Was a sleeping hummingbird playing possum in the yard?
DEARJOAN » Early in the morning I noticed a hummingbird hanging upside down on our feeder. I was able to run some water over its beak and there was a slight movement, which indicated that it still must be alive.
I thought that perhaps it just got too cold and went into a protective mode for survival.
I placed it on branch of a plant, upright. After approximately 3 hours I went to check and as soon as I got near, the hummer flew away. DEARAL » I don’t think overnight temperatures have reached the point where it would cause a hummingbird to freeze up like that, but I do think the bird had gone into what is called a state of torpor.
When hummingbirds sleep, they can enter a torpor state, shutting down a lot of their body so that they can save their energy. When they are like this, you can sometimes find them hanging upside down from feeding perches, their feet locked firmly around the post.
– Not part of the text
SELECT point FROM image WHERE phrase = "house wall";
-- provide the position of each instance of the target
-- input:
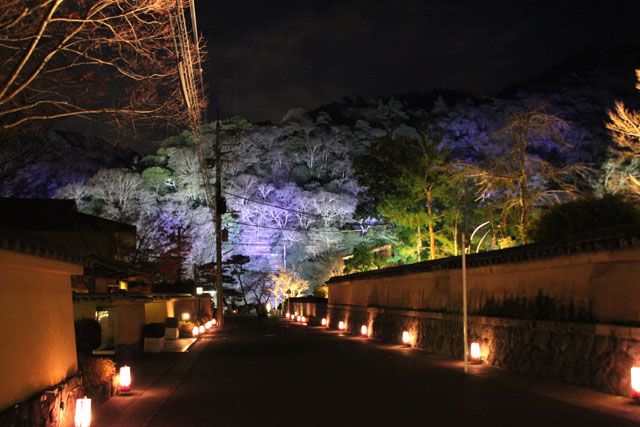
(157, 311)
(37, 333)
They can appear dead and often will not even respond if touched. Once they wake up, they fly away, back into their energetic lives. DEAR JOAN » For the last several months I have been getting what the skin doctor says are mite bites. We had an exterminator out, but he said there was nothing he could do because we didn’t catch any rats in his trap.
We have a bird feeder and wonder if rats come to it in the night and leave the mites, which our two dogs then bring into the house. Although we give them flea treatments, they have been scratching lately.
Could this be the source? Do we have to get rid of the feeder? Do you have any suggestions? This is driving me nuts. DEARCAROL » According to the Contra Costa Mosquito and Vector Control website, most mites feed on plants, other mites and insects or animals.
The mite most associated with inflicting distress on humans is the tropical rat mite, although people can have issues with bird mites and chigger mites.
If you have rat mites, you have a rat’s nest somewhere in or near your home. They infest the nest and feed on the rats, and if the rats die, they seek the next available host, which could be people.
The mites locate their victims by detecting humans’ breath (the output of carbon dioxide) and body heat. As they cannot fly or jump, they must crawl, and they usually are found in rooms where people congregate — kitchens, family rooms and bedrooms. They might also take refuge in furniture, biting people when they sit down or go to sleep.
The good news in all this is that they don’t hang around on people after feeding. They fill up and fall off, returning to feed again.
You can control them by controlling rats and getting rid of the nests. Vacuum your rugs and furniture, and if you think they are biting you at night, vacuum the mattress and wash and replace linens frequently.
Insecticides and foggers don’t work well because they often don’t reach the places where the mites congregate, but you can ask an exterminator to spray in attics and crawl spaces where rats might have been.
No need to bring in your feeder, but I would take the dogs to the vet to check for bites.